Bring your data into HERE platform using an object store layer

Objectives: Understand how to bring your own data into HERE platform using an object store layer.

Complexity: Beginner

Time to complete: 30 min

Dependencies: Organize your work in projects

Source code: Download

The example in this tutorial demonstrates how you can bring your data into the HERE Platform by using the object store layer.

The object store layer is a distributed and highly durable key/value store, with the additional capability of listing the keys. You can find more information on various layers here: Data Service Documentation.

This tutorial includes the following steps:

  1. Create a catalog with an object store layer.
  2. Upload one file from the local file system to the Object store, using the OLP Command Line Interface (CLI).
  3. Upload multiple files from the local file system to the Object store layer using Apache Hadoop.

In preparation, you must create a catalog containing an Object store layer.

Create catalog

You must create a catalog.

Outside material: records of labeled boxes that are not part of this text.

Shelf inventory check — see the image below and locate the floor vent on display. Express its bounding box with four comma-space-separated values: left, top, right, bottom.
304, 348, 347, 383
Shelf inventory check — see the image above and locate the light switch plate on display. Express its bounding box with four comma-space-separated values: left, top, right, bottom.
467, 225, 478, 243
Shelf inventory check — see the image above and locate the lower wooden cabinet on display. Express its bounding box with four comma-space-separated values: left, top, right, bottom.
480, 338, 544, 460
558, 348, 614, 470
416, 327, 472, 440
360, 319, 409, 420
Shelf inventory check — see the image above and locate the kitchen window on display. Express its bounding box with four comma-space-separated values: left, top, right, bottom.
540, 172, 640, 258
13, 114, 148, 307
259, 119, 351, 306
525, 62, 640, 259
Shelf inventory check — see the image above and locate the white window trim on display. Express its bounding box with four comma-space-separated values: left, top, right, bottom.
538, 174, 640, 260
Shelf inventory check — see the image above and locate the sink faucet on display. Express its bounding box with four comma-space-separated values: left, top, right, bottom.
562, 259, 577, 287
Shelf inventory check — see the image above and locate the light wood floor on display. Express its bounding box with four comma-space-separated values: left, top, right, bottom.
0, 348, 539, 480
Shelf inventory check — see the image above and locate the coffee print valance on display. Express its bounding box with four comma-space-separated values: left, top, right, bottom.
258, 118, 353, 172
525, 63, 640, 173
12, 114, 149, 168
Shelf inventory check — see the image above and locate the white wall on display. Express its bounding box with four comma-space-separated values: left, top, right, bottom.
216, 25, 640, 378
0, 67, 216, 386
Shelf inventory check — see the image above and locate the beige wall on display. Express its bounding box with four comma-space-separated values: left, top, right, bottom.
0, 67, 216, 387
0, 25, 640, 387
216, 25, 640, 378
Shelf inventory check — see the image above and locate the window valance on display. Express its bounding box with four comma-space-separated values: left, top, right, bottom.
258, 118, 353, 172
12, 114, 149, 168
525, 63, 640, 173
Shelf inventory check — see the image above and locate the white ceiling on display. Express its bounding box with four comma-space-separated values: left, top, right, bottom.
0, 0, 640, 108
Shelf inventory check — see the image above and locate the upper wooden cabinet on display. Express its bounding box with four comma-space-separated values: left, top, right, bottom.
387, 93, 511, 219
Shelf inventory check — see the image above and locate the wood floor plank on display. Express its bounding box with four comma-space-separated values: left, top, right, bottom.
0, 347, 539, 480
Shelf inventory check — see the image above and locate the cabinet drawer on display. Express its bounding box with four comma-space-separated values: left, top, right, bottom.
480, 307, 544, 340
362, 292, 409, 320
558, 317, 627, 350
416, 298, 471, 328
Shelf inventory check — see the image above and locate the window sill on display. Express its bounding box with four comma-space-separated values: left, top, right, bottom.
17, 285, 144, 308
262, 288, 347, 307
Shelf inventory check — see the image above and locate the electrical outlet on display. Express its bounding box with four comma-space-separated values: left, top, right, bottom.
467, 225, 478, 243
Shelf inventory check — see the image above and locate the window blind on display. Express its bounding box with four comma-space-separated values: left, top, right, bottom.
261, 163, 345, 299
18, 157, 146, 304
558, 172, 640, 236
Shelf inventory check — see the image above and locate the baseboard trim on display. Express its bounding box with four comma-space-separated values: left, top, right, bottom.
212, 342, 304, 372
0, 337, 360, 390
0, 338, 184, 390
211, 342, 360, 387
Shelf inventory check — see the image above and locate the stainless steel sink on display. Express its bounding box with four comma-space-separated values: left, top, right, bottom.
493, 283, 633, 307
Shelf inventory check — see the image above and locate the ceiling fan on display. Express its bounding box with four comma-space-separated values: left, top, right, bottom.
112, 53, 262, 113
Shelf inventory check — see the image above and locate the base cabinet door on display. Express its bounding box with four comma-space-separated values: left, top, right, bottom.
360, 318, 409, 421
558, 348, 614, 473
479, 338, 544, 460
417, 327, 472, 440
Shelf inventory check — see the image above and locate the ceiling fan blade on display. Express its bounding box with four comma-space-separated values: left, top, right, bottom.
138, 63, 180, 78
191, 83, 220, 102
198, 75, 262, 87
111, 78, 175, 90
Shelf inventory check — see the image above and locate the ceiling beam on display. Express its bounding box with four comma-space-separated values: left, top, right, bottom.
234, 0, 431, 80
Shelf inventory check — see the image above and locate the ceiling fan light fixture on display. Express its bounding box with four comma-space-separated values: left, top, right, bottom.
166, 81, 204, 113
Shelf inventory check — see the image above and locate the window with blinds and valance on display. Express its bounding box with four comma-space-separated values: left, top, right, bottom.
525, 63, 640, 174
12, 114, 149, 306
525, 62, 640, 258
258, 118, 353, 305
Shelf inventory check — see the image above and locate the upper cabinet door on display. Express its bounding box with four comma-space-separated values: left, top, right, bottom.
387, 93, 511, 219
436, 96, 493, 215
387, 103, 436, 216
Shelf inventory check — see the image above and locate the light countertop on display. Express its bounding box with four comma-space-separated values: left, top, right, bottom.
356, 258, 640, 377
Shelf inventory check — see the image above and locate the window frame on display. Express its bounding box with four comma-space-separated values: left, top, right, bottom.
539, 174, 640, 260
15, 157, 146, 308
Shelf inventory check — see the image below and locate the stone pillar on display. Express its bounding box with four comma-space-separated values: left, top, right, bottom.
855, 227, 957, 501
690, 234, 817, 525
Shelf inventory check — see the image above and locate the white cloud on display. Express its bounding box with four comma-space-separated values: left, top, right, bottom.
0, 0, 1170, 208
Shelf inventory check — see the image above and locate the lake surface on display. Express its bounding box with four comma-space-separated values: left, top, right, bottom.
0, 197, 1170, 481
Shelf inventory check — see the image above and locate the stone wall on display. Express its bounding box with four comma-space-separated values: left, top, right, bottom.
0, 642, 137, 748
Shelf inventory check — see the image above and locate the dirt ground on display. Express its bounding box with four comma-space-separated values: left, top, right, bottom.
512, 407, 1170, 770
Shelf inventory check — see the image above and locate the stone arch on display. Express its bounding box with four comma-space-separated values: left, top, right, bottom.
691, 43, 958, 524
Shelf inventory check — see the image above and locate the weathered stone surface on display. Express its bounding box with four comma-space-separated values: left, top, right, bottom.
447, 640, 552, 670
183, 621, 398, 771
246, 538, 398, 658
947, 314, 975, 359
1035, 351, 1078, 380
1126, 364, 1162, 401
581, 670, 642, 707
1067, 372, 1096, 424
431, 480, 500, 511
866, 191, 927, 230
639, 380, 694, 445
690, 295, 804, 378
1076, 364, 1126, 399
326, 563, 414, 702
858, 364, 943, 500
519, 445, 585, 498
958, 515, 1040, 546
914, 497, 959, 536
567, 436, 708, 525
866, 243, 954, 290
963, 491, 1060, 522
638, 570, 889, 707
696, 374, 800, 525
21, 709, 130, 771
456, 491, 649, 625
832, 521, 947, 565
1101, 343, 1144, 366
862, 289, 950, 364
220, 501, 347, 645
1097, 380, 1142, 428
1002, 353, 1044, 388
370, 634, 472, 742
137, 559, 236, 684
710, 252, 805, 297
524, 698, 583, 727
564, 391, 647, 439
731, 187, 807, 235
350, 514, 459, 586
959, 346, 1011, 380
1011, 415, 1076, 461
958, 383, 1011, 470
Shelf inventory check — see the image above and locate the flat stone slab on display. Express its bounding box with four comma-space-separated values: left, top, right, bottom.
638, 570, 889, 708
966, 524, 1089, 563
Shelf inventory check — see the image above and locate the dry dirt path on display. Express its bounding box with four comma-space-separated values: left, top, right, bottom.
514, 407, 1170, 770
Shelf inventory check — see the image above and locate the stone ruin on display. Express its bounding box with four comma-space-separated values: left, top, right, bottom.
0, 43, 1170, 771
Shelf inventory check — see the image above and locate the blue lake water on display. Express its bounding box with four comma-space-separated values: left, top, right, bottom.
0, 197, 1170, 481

Follow the steps outlined in Organize your work in projects, using the OLP Command Line Interface (CLI).

Create a file named bring-your-data.json with the following content, and replace {{YOUR_CATALOG_ID}} with an identifier of your choice.

{
  "id": "{{YOUR_CATALOG_ID}}",
  "name": "Tutorial for copying your data from local file system to the Object Store layer",
  "summary": "Tutorial for copying your data from local file system to the Object Store layer",
  "description": "Tutorial for copying your data from local file system to the Object Store layer",
  "tags": ["Hadoop FS Support", "Object store"],
  "layers": [
    {
      "id": "bring-your-data-layer",
      "name": "bring-your-data-layer",
      "summary": "Simulated data.",
      "description": "Simulated data to demonstrate usability of Object store layer",
      "tags": ["Hadoop FS Support", "Object store"],
      "layerType": "objectstore",
      "volume": {
        "volumeType": "durable"
      }
    }
  ]
}

Replace {{YOUR_CATALOG_ID}} with your own identifier and then run the following command:

olp catalog create {{YOUR_CATALOG_ID}} \
    "Tutorial for copying data from local file system to the object store layer" \
    --config bring-your-data.json

Note

If a billing tag is required in your realm, update the config file by adding the billingTags: ["YOUR_BILLING_TAG"] property to the layer section.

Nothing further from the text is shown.